Laronidase (Monograph)
Brand name: Aldurazyme
Drug class: Enzymes
Warning
- Hypersensitivity Reactions and Acute Respiratory Complications Associated with Administration
-
Appropriate medical monitoring and support measures, including cardiopulmonary resuscitation equipment, should be readily available.
-
Discontinue laronidase immediately and initiate appropriate medical treatment if a severe hypersensitivity reaction occurs.
-
Patients with compromised respiratory function or acute respiratory disease may be at risk of serious acute exacerbation of their respiratory compromise due to infusion reactions and require additional monitoring.
Introduction
Biosynthetic (recombinant DNA origin) replacement form of l-iduronidase.
Uses for Laronidase
Mucopolysaccharidosis I
Replacement therapy in adult and pediatric patients with Hurler and Hurler-Scheie forms of Mucopolysaccharidosis I (MPS I), as well as in patients with the Scheie form of MPS I who have moderate to severe symptoms (designated an orphan drug by FDA for this use).
Efficacy and safety of laronidase in mildly affected patients with the Scheie form not established.
Effect of laronidase on CNS manifestations of the disorder has not been determined.
Approved therapeutic options for MPS I include hematopoietic stem cell transplantation and/or enzyme replacement therapy (i.e., laronidase). Treatment should begin as early as possible; however, effects appear to wear off after several years.
Laronidase Dosage and Administration
General
Premedication and Prophylaxis
-
Consider premedication with antihistamines, with or without antipyretics, 60 minutes before initiation of the laronidase infusion.
Dispensing and Administration Precautions
-
Administer laronidase with appropriate medical monitoring and support measures readily available.
Administration
IV Administration
Administer by IV infusion.
If ≥1 doses of laronidase are missed, restart therapy as soon as possible with maintenance of the 1-week interval between infusions thereafter. Do not double a dose to compensate for a missed dose.
Dilution
Prepare laronidase solutions using low-protein-binding containers and administer with infusion set equipped with an inline, low-protein-binding filter with a pore diameter of 0.2 µm.
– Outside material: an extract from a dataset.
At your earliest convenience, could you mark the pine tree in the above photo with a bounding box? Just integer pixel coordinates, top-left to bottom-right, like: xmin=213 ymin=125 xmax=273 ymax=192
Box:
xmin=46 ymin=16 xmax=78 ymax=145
The commercially available injection concentrate must be diluted in 0.9% sodium chloride prior to administration to a final volume of 50 mL, 100 mL, or 250 mL as determined by patient's weight and cardiopulmonary condition.
Patients weighing ≥2 kg and <4 kg should receive a total volume of 50 mL. Patients weighing ≥4 kg and up to 20 kg should receive a total volume of 100 mL. Patients weighing >20 kg should receive a total volume of 250 mL. For patients weighing up to 30 kg with underlying cardiac or respiratory compromise, consider a total volume of 100 mL administered at a reduced infusion rate.
Remove appropriate number of laronidase vials from refrigerator and allow to reach room temperature (20–25ºC) before dilution; do not heat vials (e.g., in a microwave). Inspect vials visually for particulate matter and discoloration prior to dilution and administration; solution should be clear to slightly opalescent and colorless to pale yellow. Discard if concentrate is discolored or if visible particulate matter is present.
Withdraw volume of 0.9% sodium chloride from appropriate infusion bag, equal to the volume of laronidase to be added. Slowly add calculated volume of laronidase from appropriate number of vials into infusion bag. Avoid excessive agitation. Discard any unused solution. Gently rotate infusion bag; do not shake.
Infuse solution within 8 hours after removal from refrigeration, including the total infusion time. Do not infuse in the same IV line with other products.
Rate of Administration
Initial infusion rate of 10 mcg/kg per hour is recommended; rate may be increased every 15 minutes during first hour of infusion, as tolerated, up to a maximum rate of 200 mcg/kg per hour (see Table 1). Continue maximum rate for remainder of infusion (2–3 hours for a total infusion time of approximately 3 to 4 hours).
Upon completion of infusion, flush the line with 0.9% sodium chloride, using same infusion rate as the one used for the last part of infusion.
Dosage
Dosage of laronidase is expressed in mg. The specific activity of laronidase is 172 units/mg.
Pediatric Patients
Mucopolysaccharidosis I
IV
0.58 mg/kg (actual body weight) administered by infusion once weekly.
Adults
Mucopolysaccharidosis I
IV
0.58 mg/kg (actual body weight) administered by infusion once weekly.
Modifications due to Hypersensitivity or Infusion-associated Reactions
If a mild to moderate hypersensitivity reaction occurs, consider temporarily withholding infusion for 15 to 30 minutes, or slowing infusion rate by 25 to 50%, and initiating appropriate medical treatment. Halt infusion and monitor patient if symptoms persist despite withholding infusion or slowing infusion rate. May reinitiate infusion within 7 to 14 days using incremental rate steps in Table 1, up to 25 or 50% of the infusion rate at which the reaction occurred with appropriate premedication.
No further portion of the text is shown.